Halle (Saale) - Hat Nancy S. (42) zwei Mordversuche wegen eines Sorgerechts-Streits begangen? Fest steht: Ihr Ex-Partner Michael S. (39) ist mit mehreren Stichen in Rücken und Bauch lebensbedrohlich verletzt worden - im Beisein der gemeinsamen Tochter Maria (3). Und dann gibt es noch Nancys verschwundene Zwillingsschwester ...
Am heutigen Dienstag startete der Prozess wegen versuchten Mordes vor dem Landgericht Halle.
Laut Anklage manipulierte Nancy S. gemeinsam mit ihrem geflüchteten Zwilling Kathy S. am 20. Oktober 2021 die Elektroanlage auf dem Hof-Grundstück ihres ehemaligen Lebensgefährten.
Demnach das Ziel: ein tödlicher Stromschlag beim Öffnen des Scheunentores. Doch Michael S. habe ein Kabel bemerkt, sei stutzig geworden - und alarmierte schließlich die Polizei.
Im zweiten Fall soll die Angeklagte am 17. Mai 2022 zusammen mit ihrer Schwester in einem Mietwagen Ex-Mann und Tochter verfolgt haben, um die Dreijährige in ihre Gewalt zu bringen.
Als der Vater am Straßenrand die Windeln des Kindes gewechselt habe, soll eine der Schwestern mit einer Vorderlader-Pistole in die Luft geschossen und Nancy S. anschließend auf den 39-Jährigen eingestochen haben. Die Waffe: ein Jagdmesser mit zehn Zentimeter langer Klinge.
Dabei seien dem Opfer das Zwerchfell und die Hauptschlagader im Unterarm durchtrennt sowie die Lunge verletzt worden - Not-OP!
Staatsanwältin: "Hielt das Kind trotz des Angriffs fest im Arm"
Nancy S. habe versucht, dem Vater das gemeinsame Kind zu entreißen, der Maria "trotz des Angriffs fest im Arm hielt", so die Staatsanwältin weiter.

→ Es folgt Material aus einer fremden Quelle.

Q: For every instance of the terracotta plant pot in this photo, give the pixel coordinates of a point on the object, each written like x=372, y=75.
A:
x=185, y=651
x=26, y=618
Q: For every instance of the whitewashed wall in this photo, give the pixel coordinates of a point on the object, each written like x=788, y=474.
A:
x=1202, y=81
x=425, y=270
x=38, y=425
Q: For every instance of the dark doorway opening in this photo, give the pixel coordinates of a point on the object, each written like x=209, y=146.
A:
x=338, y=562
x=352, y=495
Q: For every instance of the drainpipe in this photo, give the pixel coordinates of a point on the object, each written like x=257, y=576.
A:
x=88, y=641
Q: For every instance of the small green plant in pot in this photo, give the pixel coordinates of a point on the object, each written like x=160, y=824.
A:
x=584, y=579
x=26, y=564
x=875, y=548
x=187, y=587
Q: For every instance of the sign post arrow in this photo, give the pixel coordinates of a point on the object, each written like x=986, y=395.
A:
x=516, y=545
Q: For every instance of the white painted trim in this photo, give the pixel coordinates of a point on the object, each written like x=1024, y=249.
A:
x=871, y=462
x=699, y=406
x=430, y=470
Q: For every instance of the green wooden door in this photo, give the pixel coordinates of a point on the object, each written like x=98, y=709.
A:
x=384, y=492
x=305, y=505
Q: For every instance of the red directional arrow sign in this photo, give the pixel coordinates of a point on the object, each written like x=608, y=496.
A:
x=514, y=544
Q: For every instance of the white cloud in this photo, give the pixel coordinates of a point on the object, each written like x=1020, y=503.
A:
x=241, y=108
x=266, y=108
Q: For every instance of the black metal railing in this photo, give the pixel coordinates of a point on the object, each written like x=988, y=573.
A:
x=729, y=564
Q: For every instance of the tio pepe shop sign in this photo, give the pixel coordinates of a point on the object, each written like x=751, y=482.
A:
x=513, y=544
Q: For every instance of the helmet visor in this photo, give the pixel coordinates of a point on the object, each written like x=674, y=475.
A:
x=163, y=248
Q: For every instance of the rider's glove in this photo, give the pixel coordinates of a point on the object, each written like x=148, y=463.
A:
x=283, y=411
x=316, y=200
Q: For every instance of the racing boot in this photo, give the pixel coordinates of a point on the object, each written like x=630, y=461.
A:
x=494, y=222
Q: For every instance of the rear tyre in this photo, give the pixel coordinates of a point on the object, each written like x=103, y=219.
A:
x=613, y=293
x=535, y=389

Die Angeklagte ließ am ersten Verhandlungstag durch ihren Verteidiger eine Erklärung verlesen: Sie habe sich im Streit um das Sorgerecht ungerecht behandelt gefühlt und Angst um ihre Tochter gehabt.
Während sie mit der Tat im Oktober nichts zu tun habe - sie vermute, Michael S. sei selbst verantwortlich - gestand sie in Bezug auf den zweiten Fall: Sie habe Maria zu sich holen wollen.
Mit einer Perücke verkleidet habe sie mit dem Ziel, ihren Ex-Freund zu erschrecken und ihm in diesem Moment das Kind abnehmen zu können, in die Luft geschossen.
Doch der Mann sei schimpfend und brüllend zu seinem Auto gelaufen und habe sich hineingebeugt. Ihre Befürchtung: Er könnte eine Waffe holen - also habe sie zugestochen.
Im Fall einer Verurteilung droht eine lebenslange Haftstrafe. Der Prozess wird fortgesetzt. Nach der untergetauchten Zwillingsschwester Kathy S. wird gefahndet.